We were so intoxicated by the quality of our offerings that we next opted for the Coconaut (pineapple, coconut milk, cream of coconut, blood-orange flavored Pellegrino, and nutmeg) and Daters Gonna Date (Medjool dates, peanut butter, lime-banana syrup, vanilla, macadamia-nut milk, and Coco Rico soda). “I don’t want to say it,” my partner implored when I asked him to order the second one, but these were indisputably delicious. Still, the experience was less sophisticated adult and more Mitt Romney cutting loose on a Royal Caribbean cruise.

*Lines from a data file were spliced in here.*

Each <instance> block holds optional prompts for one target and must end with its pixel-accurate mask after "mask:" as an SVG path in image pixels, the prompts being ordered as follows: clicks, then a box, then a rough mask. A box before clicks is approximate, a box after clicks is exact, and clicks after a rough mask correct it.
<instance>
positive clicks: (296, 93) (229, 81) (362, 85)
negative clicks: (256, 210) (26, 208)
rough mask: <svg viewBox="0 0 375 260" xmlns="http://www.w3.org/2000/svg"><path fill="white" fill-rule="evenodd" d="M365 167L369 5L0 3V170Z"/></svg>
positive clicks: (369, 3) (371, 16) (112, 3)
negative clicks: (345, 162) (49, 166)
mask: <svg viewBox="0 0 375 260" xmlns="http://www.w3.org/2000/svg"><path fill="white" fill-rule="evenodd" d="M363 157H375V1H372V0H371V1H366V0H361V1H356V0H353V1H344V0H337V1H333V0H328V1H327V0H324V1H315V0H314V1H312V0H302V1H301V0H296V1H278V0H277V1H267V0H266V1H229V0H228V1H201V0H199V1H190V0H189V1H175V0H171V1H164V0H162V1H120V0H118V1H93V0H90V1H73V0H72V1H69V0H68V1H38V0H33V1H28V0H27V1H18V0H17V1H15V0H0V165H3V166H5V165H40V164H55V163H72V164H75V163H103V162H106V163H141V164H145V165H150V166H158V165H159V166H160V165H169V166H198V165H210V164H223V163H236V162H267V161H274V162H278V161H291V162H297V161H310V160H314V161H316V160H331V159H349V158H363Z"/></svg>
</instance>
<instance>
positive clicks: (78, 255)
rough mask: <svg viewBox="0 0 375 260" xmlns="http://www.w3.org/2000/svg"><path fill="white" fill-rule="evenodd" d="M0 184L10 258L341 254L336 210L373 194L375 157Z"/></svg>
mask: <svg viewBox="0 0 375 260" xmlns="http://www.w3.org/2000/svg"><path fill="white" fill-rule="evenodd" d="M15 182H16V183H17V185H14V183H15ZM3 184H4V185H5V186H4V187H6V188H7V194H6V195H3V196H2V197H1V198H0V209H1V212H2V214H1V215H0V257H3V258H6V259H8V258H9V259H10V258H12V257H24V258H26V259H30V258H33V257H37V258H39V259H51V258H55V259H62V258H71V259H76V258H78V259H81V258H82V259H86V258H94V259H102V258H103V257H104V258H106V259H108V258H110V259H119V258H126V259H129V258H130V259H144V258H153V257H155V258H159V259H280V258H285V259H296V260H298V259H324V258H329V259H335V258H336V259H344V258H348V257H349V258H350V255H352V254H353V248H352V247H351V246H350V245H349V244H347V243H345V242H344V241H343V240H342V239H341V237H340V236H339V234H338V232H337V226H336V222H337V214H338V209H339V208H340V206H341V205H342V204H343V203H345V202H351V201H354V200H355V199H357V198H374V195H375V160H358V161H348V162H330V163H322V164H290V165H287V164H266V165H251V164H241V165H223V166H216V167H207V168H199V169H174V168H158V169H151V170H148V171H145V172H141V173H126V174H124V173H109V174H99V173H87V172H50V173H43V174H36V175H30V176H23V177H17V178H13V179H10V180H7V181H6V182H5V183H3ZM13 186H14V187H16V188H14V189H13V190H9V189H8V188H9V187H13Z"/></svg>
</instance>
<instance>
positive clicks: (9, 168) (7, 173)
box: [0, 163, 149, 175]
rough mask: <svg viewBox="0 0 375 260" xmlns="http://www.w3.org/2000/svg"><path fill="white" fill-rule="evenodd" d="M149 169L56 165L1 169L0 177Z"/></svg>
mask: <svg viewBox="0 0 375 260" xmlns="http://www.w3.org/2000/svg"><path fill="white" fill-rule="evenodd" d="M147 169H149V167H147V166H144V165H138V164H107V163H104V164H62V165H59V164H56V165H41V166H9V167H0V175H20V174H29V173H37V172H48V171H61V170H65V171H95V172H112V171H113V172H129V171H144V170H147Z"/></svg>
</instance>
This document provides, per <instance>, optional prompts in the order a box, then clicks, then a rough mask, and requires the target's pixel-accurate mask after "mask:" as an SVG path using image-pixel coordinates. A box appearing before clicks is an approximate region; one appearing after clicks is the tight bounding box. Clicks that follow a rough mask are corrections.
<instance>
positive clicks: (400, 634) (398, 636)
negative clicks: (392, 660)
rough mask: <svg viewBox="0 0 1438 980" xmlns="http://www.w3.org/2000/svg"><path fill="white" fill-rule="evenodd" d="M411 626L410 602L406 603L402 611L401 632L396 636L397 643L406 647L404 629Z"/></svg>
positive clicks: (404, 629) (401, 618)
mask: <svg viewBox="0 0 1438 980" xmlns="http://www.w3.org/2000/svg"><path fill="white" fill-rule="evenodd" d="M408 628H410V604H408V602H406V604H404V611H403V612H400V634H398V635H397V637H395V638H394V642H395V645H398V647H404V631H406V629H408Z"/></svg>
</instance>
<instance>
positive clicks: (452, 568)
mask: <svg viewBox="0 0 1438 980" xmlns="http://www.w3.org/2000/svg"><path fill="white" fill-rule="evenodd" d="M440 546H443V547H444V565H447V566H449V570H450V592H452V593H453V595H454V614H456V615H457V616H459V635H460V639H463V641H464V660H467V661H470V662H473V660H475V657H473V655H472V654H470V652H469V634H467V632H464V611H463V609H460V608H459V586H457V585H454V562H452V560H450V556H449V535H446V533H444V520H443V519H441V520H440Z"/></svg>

Getaway — which seats around 25 and advertises itself to passersby with a mysterious “0%” sign — was about three-quarters full when we went. Small groups of androgynous 20-somethings with tattoos chatted animatedly. A young, beautiful couple occupied themselves by playing cards, which made me immediately muse about whether I should “get into playing cards.” Getaway is planning on serving small plates soon, but in the meantime a bartender circulated with gratis plates of salted mixed nuts. Aided by a patina of elegance, the whole experience felt wholesome but not saccharine. It wasn’t “Utah dessert bar” as much as “all-day Italian café.” The only thing missing was the aperitivo.

For those who, like myself, might balk at the prices, the bottom half of the menu is very compelling. Shrubs and cordials run for $6 and $4.50, respectively, and there are full-service coffee-and-tea options. Most inviting was the extensive array of $4 soft drinks, Fever-Tree tonics, Dona sodas, and my all-time-favorite difficult-to-find aperitif: the alluringly bitter, electrically red Sanbitter. This section also left me wanting more — not from Getaway but from other bars. While most typical bars can’t devote the time or the money needed to make elaborate, locally sourced, alcohol-free cocktails, I’d love to see places reach for a few more niche prepackaged options that extend beyond the usual offerings.

I don’t know if I would invite a group of drinking friends to hike to Greenpoint for a round of Sanbitters, and it’s unreasonable to expect that a bar whose entire business model is based on being booze-free would try to accommodate drinkers. Getaway is, however, a reliable gathering place (and for sober people who can’t be around alcohol at all, it may be an ideal haven). It will never be exactly the same as a traditional bar, but it can still be fun.